As a privately financed project offering units for residents earning 80% to 130% of area median income, 450 O'Farrell doesn't quite qualify for SB 899, which is geared more to nonprofit developers, Forge founder Richard Hannum said. SB 899 applies to projects where every unit is affordable to households earning 80% of AMI.
The 13-story project is being designed by Gensler, with units between 336 and 709 SF, according to Forge. Forge, a workforce housing developer, said the project will also include a 10K SF worship space for Fifth Church of Christ, Scientist and about 5K SF of retail.
Forge plans on identifying more church properties that can be transformed in a similar manner to plans at 450 O'Farrell, according to Hannum. For 450 O'Farrell, the company is looking to break ground in Q4 2020, which would allow a spring 2022 opening, he said.
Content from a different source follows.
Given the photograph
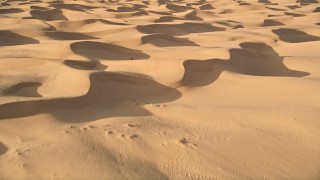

"I've been working to get to this point for 35 years," Hannum said. "It took us that long to get the approvals to demolish the existing building and to build a new church."
Past false starts include one for 176 luxury units led by developer Thompson Dorfman, Hannum said. That project became less financeable as it took longer and longer to get approvals, according to Hannum.
The model for 450 O'Farrell is consistent with other projects led by Forge in that it is to be fully privately financed workforce housing targeting households earning between 80% and 135% of AMI, Hannum said. In August, the developer broke ground on another such Tenderloin workforce housing project at 361 Turk St. and 145 Leavenworth St.
The San Francisco-based developer said its new project will include 45 units for households earning up to 40% of AMI.
S.F. AMI comes out to $89.7K for a one-person household and $128.1K for a four-person household this year, according to the U.S. Department of Housing and Urban Development.
Forge's project is also in part a result of ongoing work by the San Francisco Interfaith Council, which formed an essential housing task force in 2014 that works with churches to identify underutilized properties.
"We wrote a few letters to the planning commission as well as the historic preservation commission on [Forge's and Fifth Church of Christ, Scientist's] behalf, and we were really championing their effort because we felt that they could be a model that others could emulate," San Francisco Interfaith Council Executive Director Michael Pappas said.
Forge's work also has support from affordable housing developers like Tenderloin Neighborhood Development Corp. and Mission Housing Development Corp.
"I think it's great. I think all kinds of housing at all affordability levels needs to be built," said Mission Housing Development Corp. Executive Director Sam Moss, who added that he wouldn't support subsidizing the kind of middle-income housing Forge is building given limited available funding for more pressing low-income housing.
"Other developers focus on just doing below market rate, or tax-subsidized work," Hannum said. "They're busy and doing a great job, so we're just doing the job that they can't do."